The FAIRVASC concept is very much driven by a combination of clinicians and patient organisations, brought together under the aegis of EUVAS, ERN-RITA, RIPAG and other bodies, and sharing a common understanding of how important it is to combine AAV registries, so that robust research can take place. The registries themselves are often established or supported by the PAOs (e.g. UKIVAS is supported by Vasculitis UK), and leading clinicians and scientists frequently have key roles in the PAOs.
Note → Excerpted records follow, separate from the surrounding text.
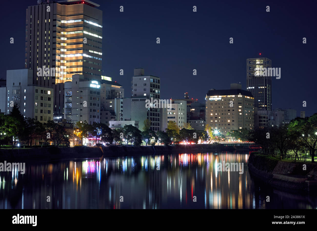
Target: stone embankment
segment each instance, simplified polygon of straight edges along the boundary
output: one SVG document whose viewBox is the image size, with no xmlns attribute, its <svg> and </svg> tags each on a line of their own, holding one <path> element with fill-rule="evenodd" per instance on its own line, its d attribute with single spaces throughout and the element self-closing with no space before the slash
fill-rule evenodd
<svg viewBox="0 0 317 231">
<path fill-rule="evenodd" d="M 277 188 L 294 190 L 317 189 L 316 164 L 287 162 L 251 153 L 248 166 L 251 175 Z"/>
<path fill-rule="evenodd" d="M 178 153 L 234 151 L 231 147 L 212 144 L 178 145 L 172 146 L 103 146 L 102 147 L 77 146 L 68 148 L 54 146 L 47 148 L 0 149 L 0 160 L 21 162 L 24 161 L 58 160 L 70 159 L 138 156 Z"/>
</svg>

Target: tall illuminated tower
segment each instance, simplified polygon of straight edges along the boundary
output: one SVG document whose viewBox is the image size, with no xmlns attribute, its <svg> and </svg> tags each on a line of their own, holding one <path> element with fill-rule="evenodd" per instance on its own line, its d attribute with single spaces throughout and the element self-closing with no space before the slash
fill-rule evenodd
<svg viewBox="0 0 317 231">
<path fill-rule="evenodd" d="M 247 59 L 247 90 L 254 97 L 254 106 L 259 110 L 271 111 L 272 106 L 272 79 L 271 76 L 255 76 L 262 74 L 262 68 L 271 67 L 267 58 Z"/>
<path fill-rule="evenodd" d="M 38 3 L 26 10 L 25 68 L 33 70 L 33 84 L 54 89 L 55 117 L 63 113 L 63 83 L 73 75 L 101 80 L 102 11 L 87 0 Z M 55 74 L 38 76 L 43 67 Z"/>
</svg>

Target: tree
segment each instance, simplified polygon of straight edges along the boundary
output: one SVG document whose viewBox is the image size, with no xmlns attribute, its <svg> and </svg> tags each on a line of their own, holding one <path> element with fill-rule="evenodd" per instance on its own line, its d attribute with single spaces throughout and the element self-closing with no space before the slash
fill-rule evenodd
<svg viewBox="0 0 317 231">
<path fill-rule="evenodd" d="M 181 140 L 186 142 L 191 143 L 194 142 L 193 133 L 193 130 L 183 128 L 179 132 Z"/>
<path fill-rule="evenodd" d="M 242 141 L 249 141 L 250 134 L 249 130 L 244 128 L 239 130 L 231 130 L 227 133 L 227 135 L 232 137 L 234 141 L 240 139 Z"/>
<path fill-rule="evenodd" d="M 202 141 L 203 142 L 207 142 L 208 140 L 208 133 L 207 132 L 201 130 L 198 130 L 196 132 L 197 138 L 198 140 L 200 140 L 200 144 L 201 144 Z"/>
<path fill-rule="evenodd" d="M 204 131 L 207 132 L 207 135 L 208 136 L 207 140 L 209 143 L 210 143 L 210 142 L 214 138 L 214 136 L 212 135 L 212 129 L 209 124 L 206 124 L 205 126 Z"/>
<path fill-rule="evenodd" d="M 315 152 L 317 149 L 317 113 L 305 119 L 301 127 L 303 144 L 309 150 L 312 162 L 314 162 Z"/>
<path fill-rule="evenodd" d="M 168 121 L 167 123 L 167 129 L 175 131 L 178 134 L 179 134 L 179 128 L 177 126 L 175 121 Z"/>
<path fill-rule="evenodd" d="M 75 134 L 81 140 L 81 143 L 83 144 L 83 139 L 91 135 L 93 132 L 94 127 L 91 125 L 88 124 L 86 120 L 82 123 L 77 121 L 76 126 L 78 129 L 74 131 Z"/>
<path fill-rule="evenodd" d="M 151 136 L 151 137 L 150 139 L 151 145 L 154 146 L 155 145 L 156 142 L 157 142 L 158 139 L 158 138 L 155 135 L 155 133 L 154 132 L 152 132 L 152 135 Z"/>
<path fill-rule="evenodd" d="M 141 136 L 143 141 L 145 142 L 145 145 L 147 146 L 147 143 L 150 141 L 152 138 L 152 133 L 153 133 L 153 131 L 150 129 L 141 132 Z"/>
<path fill-rule="evenodd" d="M 23 138 L 25 121 L 24 117 L 21 114 L 19 108 L 15 104 L 6 119 L 4 126 L 8 131 L 8 134 L 13 137 L 12 148 L 13 148 L 17 141 L 21 140 Z"/>
<path fill-rule="evenodd" d="M 94 131 L 92 134 L 95 136 L 96 140 L 98 139 L 108 142 L 110 144 L 113 140 L 111 129 L 107 125 L 102 123 L 94 123 L 93 125 Z M 98 143 L 99 143 L 99 142 Z"/>
<path fill-rule="evenodd" d="M 114 144 L 116 145 L 118 143 L 119 144 L 122 144 L 122 139 L 120 137 L 120 133 L 123 134 L 123 131 L 121 128 L 112 129 L 112 134 L 114 140 Z"/>
<path fill-rule="evenodd" d="M 189 123 L 184 123 L 184 128 L 189 130 L 194 130 L 194 129 L 192 127 L 191 125 Z"/>
<path fill-rule="evenodd" d="M 131 125 L 125 125 L 123 127 L 123 136 L 126 140 L 126 144 L 129 143 L 132 145 L 132 143 L 135 142 L 135 145 L 140 144 L 142 142 L 141 131 Z"/>
<path fill-rule="evenodd" d="M 11 137 L 8 133 L 8 128 L 5 126 L 5 120 L 7 116 L 0 113 L 0 148 L 3 144 L 8 144 Z"/>
<path fill-rule="evenodd" d="M 291 134 L 290 138 L 291 142 L 290 144 L 290 149 L 295 154 L 294 161 L 296 162 L 296 157 L 299 160 L 298 152 L 303 149 L 304 146 L 301 137 L 302 134 L 300 130 L 303 124 L 304 119 L 299 117 L 292 120 L 288 125 L 288 129 Z"/>
<path fill-rule="evenodd" d="M 64 127 L 55 124 L 54 129 L 52 134 L 51 134 L 51 139 L 54 142 L 54 145 L 57 146 L 61 144 L 69 146 L 70 142 L 68 138 L 69 135 Z"/>
<path fill-rule="evenodd" d="M 142 128 L 143 131 L 146 131 L 150 129 L 151 126 L 151 121 L 148 119 L 146 119 L 143 122 L 144 126 Z"/>
</svg>

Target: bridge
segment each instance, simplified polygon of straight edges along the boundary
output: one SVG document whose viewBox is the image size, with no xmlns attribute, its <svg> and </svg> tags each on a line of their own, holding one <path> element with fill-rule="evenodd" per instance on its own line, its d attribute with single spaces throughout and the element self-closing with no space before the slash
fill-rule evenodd
<svg viewBox="0 0 317 231">
<path fill-rule="evenodd" d="M 218 142 L 227 146 L 233 146 L 236 148 L 258 149 L 261 146 L 254 142 Z"/>
</svg>

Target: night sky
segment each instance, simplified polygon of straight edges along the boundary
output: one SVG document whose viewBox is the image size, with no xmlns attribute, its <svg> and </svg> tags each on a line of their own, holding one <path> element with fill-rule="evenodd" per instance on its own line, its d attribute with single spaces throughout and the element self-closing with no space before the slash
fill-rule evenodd
<svg viewBox="0 0 317 231">
<path fill-rule="evenodd" d="M 229 89 L 230 83 L 241 82 L 245 90 L 246 59 L 261 53 L 281 69 L 280 79 L 272 78 L 273 108 L 295 109 L 298 116 L 317 112 L 315 1 L 92 1 L 103 11 L 102 74 L 122 85 L 126 97 L 140 63 L 145 74 L 160 77 L 162 99 L 182 99 L 188 92 L 204 102 L 208 90 Z M 24 68 L 26 9 L 36 4 L 1 2 L 3 78 L 7 69 Z"/>
</svg>

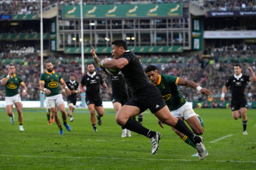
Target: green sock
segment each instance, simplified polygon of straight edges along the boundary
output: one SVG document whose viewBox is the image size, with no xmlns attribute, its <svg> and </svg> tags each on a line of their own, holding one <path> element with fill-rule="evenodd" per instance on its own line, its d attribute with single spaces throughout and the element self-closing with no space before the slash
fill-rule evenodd
<svg viewBox="0 0 256 170">
<path fill-rule="evenodd" d="M 203 128 L 203 130 L 204 132 L 204 121 L 203 121 L 203 119 L 201 119 L 201 117 L 200 117 L 198 115 L 197 115 L 197 117 L 198 117 L 198 119 L 199 119 L 201 126 L 202 126 L 202 127 Z"/>
<path fill-rule="evenodd" d="M 59 129 L 60 130 L 62 130 L 62 127 L 61 127 L 61 125 L 60 125 L 59 126 L 58 126 L 58 127 L 59 127 Z"/>
<path fill-rule="evenodd" d="M 186 136 L 186 135 L 184 135 L 184 136 L 183 136 L 183 137 L 182 138 L 182 141 L 183 141 L 183 142 L 184 142 L 185 143 L 188 144 L 192 147 L 196 149 L 196 146 L 195 144 L 194 144 L 192 142 L 192 141 L 190 140 L 190 139 L 189 139 L 189 138 L 187 137 L 187 136 Z"/>
<path fill-rule="evenodd" d="M 50 121 L 50 113 L 46 113 L 46 115 L 47 116 L 47 120 Z"/>
</svg>

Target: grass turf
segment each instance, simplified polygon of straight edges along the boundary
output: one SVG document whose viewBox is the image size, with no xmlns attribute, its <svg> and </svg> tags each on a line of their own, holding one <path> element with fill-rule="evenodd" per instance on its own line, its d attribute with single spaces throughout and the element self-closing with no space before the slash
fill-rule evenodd
<svg viewBox="0 0 256 170">
<path fill-rule="evenodd" d="M 88 110 L 75 110 L 74 121 L 67 121 L 72 130 L 62 125 L 63 135 L 58 134 L 56 123 L 47 124 L 45 109 L 24 108 L 25 131 L 20 132 L 13 110 L 12 125 L 4 108 L 0 108 L 0 169 L 245 170 L 256 166 L 256 110 L 248 110 L 249 134 L 245 135 L 241 119 L 234 120 L 230 109 L 195 109 L 204 122 L 202 136 L 209 155 L 203 160 L 192 157 L 196 150 L 166 125 L 161 128 L 148 112 L 143 124 L 162 135 L 154 155 L 145 136 L 132 132 L 131 137 L 121 137 L 113 110 L 105 109 L 97 132 L 93 132 Z"/>
</svg>

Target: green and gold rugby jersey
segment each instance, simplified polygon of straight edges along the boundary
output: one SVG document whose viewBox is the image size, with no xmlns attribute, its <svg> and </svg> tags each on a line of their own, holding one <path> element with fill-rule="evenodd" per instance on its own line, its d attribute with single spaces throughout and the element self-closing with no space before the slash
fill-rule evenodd
<svg viewBox="0 0 256 170">
<path fill-rule="evenodd" d="M 176 110 L 187 102 L 177 85 L 179 78 L 172 75 L 159 75 L 159 79 L 154 84 L 159 89 L 170 111 Z"/>
<path fill-rule="evenodd" d="M 51 73 L 46 71 L 40 76 L 40 82 L 45 82 L 45 88 L 49 89 L 51 93 L 49 95 L 45 94 L 45 96 L 48 97 L 60 94 L 59 81 L 62 79 L 59 74 L 56 73 L 54 70 Z"/>
<path fill-rule="evenodd" d="M 3 79 L 7 76 L 7 75 L 5 75 L 3 77 Z M 14 74 L 13 77 L 10 77 L 8 81 L 4 85 L 4 88 L 6 90 L 6 96 L 7 97 L 11 97 L 17 95 L 19 93 L 18 90 L 19 87 L 20 83 L 23 82 L 21 77 Z"/>
</svg>

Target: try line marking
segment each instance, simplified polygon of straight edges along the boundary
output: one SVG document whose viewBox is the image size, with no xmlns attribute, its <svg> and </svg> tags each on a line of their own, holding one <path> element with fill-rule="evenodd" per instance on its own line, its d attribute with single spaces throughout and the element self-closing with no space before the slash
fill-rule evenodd
<svg viewBox="0 0 256 170">
<path fill-rule="evenodd" d="M 36 156 L 30 155 L 0 155 L 0 157 L 39 157 L 43 158 L 52 158 L 52 159 L 125 159 L 129 161 L 144 160 L 150 161 L 201 161 L 200 160 L 195 159 L 147 159 L 147 158 L 138 158 L 133 159 L 130 158 L 120 158 L 116 157 L 70 157 L 70 156 Z M 216 162 L 234 162 L 236 163 L 256 163 L 256 161 L 234 161 L 234 160 L 206 160 L 205 161 Z"/>
<path fill-rule="evenodd" d="M 220 141 L 221 140 L 222 140 L 223 139 L 226 138 L 227 137 L 230 137 L 230 136 L 232 136 L 233 134 L 230 134 L 230 135 L 228 135 L 226 136 L 223 136 L 222 137 L 220 137 L 219 138 L 218 138 L 216 139 L 215 139 L 213 141 L 212 141 L 209 142 L 209 143 L 214 143 L 216 142 L 217 142 L 219 141 Z"/>
</svg>

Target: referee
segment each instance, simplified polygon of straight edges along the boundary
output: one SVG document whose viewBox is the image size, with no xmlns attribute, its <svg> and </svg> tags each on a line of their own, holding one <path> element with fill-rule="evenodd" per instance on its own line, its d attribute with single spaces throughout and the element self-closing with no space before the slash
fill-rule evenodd
<svg viewBox="0 0 256 170">
<path fill-rule="evenodd" d="M 234 65 L 235 74 L 230 77 L 222 89 L 222 93 L 221 101 L 225 101 L 225 93 L 227 91 L 227 88 L 230 86 L 232 98 L 231 99 L 231 109 L 232 115 L 235 120 L 242 117 L 243 131 L 243 134 L 248 135 L 246 132 L 247 126 L 247 101 L 245 95 L 245 88 L 247 81 L 254 82 L 256 81 L 256 77 L 253 70 L 250 67 L 247 69 L 250 71 L 252 77 L 243 75 L 241 73 L 242 68 L 239 64 Z"/>
</svg>

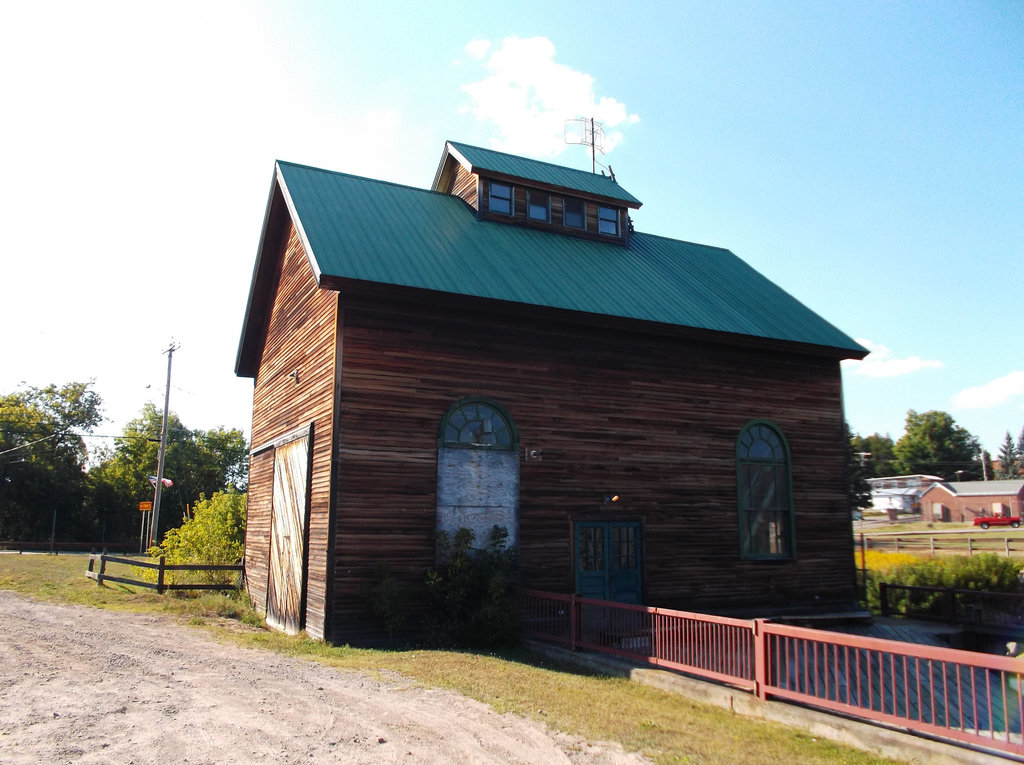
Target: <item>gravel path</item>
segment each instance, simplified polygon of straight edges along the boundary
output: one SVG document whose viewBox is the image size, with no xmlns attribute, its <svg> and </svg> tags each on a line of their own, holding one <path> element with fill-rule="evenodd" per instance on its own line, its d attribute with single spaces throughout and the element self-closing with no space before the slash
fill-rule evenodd
<svg viewBox="0 0 1024 765">
<path fill-rule="evenodd" d="M 640 763 L 400 678 L 0 591 L 0 762 Z"/>
</svg>

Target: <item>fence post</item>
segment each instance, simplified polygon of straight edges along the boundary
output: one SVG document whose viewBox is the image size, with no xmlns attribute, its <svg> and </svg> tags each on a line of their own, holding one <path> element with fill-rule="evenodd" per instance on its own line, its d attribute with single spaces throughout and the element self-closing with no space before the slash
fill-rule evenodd
<svg viewBox="0 0 1024 765">
<path fill-rule="evenodd" d="M 754 694 L 762 702 L 768 698 L 768 646 L 763 619 L 754 620 Z"/>
</svg>

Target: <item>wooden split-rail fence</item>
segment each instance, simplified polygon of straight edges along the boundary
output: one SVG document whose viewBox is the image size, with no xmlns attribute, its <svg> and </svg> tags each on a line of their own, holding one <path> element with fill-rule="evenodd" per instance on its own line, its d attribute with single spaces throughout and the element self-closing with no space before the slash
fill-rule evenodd
<svg viewBox="0 0 1024 765">
<path fill-rule="evenodd" d="M 96 568 L 96 564 L 99 567 Z M 148 568 L 155 569 L 157 571 L 157 581 L 147 582 L 145 580 L 132 579 L 130 577 L 115 577 L 106 572 L 108 563 L 119 563 L 122 565 L 129 565 L 133 568 Z M 241 573 L 242 564 L 200 564 L 200 563 L 165 563 L 164 556 L 161 555 L 157 562 L 152 562 L 150 560 L 142 560 L 139 558 L 122 558 L 115 555 L 106 555 L 105 553 L 98 554 L 93 553 L 89 556 L 89 568 L 86 570 L 85 576 L 89 579 L 94 579 L 98 584 L 103 584 L 104 582 L 119 582 L 123 585 L 132 585 L 134 587 L 145 587 L 151 590 L 156 590 L 158 593 L 163 594 L 167 590 L 236 590 L 238 589 L 237 583 L 195 583 L 195 582 L 168 582 L 167 572 L 168 571 L 184 571 L 184 572 L 206 572 L 206 571 L 236 571 Z"/>
</svg>

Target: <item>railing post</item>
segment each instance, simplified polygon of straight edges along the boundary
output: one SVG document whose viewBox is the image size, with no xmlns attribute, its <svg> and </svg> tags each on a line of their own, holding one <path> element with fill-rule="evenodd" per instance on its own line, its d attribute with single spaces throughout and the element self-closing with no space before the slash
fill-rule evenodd
<svg viewBox="0 0 1024 765">
<path fill-rule="evenodd" d="M 577 640 L 580 639 L 580 604 L 577 602 L 575 593 L 569 595 L 569 649 L 575 650 Z"/>
<path fill-rule="evenodd" d="M 754 694 L 762 702 L 768 698 L 768 645 L 763 619 L 754 620 Z"/>
</svg>

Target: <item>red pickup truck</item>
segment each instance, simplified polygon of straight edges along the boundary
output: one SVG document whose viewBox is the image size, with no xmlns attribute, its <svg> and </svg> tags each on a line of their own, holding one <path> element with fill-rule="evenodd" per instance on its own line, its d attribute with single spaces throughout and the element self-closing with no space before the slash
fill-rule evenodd
<svg viewBox="0 0 1024 765">
<path fill-rule="evenodd" d="M 989 526 L 1013 526 L 1017 528 L 1021 524 L 1021 519 L 1016 515 L 982 515 L 974 519 L 976 526 L 988 528 Z"/>
</svg>

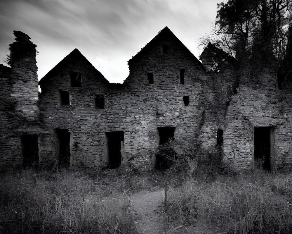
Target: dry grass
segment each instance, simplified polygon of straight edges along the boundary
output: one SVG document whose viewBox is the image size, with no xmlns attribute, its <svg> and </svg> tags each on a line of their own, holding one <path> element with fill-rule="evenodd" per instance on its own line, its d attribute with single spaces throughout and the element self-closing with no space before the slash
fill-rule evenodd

Thus, patient organisations are already tightly interwoven into the AAV research fabric, and contribute at every stage, from the original project idea to the dissemination of the end results.  

The FAIRVASC consortium includes the European umbrella group for AAV patient advocacy organisations – Vasculitis International(https://www.vasculitisint.com)  – represented by its president, Peter Verhoeven, who also founded the ERN-RITA Patient Advisory Group (RIPAG). Mr Verhoeven, who also leads the Dutch PAO, Vasculitis Stichting, is supported throughout the project by Julie Power of Vasculitis Ireland Awareness (VIA) and John Mills of Vasculitis UK. This PAO team has helped to define the project concept and value proposition, particularly as it offers benefits to patients and their families.

Their role during the project will be to ensure that patient priorities and perspectives are considered wherever there is a ‘touch point’ between the research and the patients:

  1. Validate the project’s ethical, privacy and confidentiality approach, as regards patient data (this supplements our compliance with GDPR and related privacy legislation at national and EU levels).
  2. Review and endorse the study design, to maximise patient value, so that the anticipated results of the study are usable and valuable to the patient.
  3. Assist in the mapping of patient-centric data from registries to RDF triple-stores.
  4. Ensure that any patient-reported outcome measures recorded in the registries are taken into account, particularly in personalised risk scoring and/or routes to personalised medicine.
  5. Work with the clinicians and IT teams to include patient-reported outcomes (AAV-PRO) in the data models of new and existing registries, so that these outcome measures become a standard part of AAV registries.
  6. Input into analysis of research results, to ensure that this analysis produces information which is valuable and relevant to patients and their families.
  7. Communicate and disseminate the project work and results to patients, PAOs, policy makers and healthcare providers. This last task is critically important – the PAO team are among the best-known AAV patient advocates in Europe and represent a ‘trusted voice’ for AAV patients, families and organisations. Their message and influence will raise awareness and drive demand for research (and, eventually, therapeutic approaches) that take advantage of the new opportunities opened by FAIRVASC.

The PAO team will also contribute further to FAIRVASC by supporting the establishment of AAV registries in more countries across Europe and encouraging the use of FAIRVASC technologies in such registries. This includes collaboration in the design and delivery of template registries and associated training materials and events, targeting new registry locations and the addition of existing registries to the FAIRVASC resource.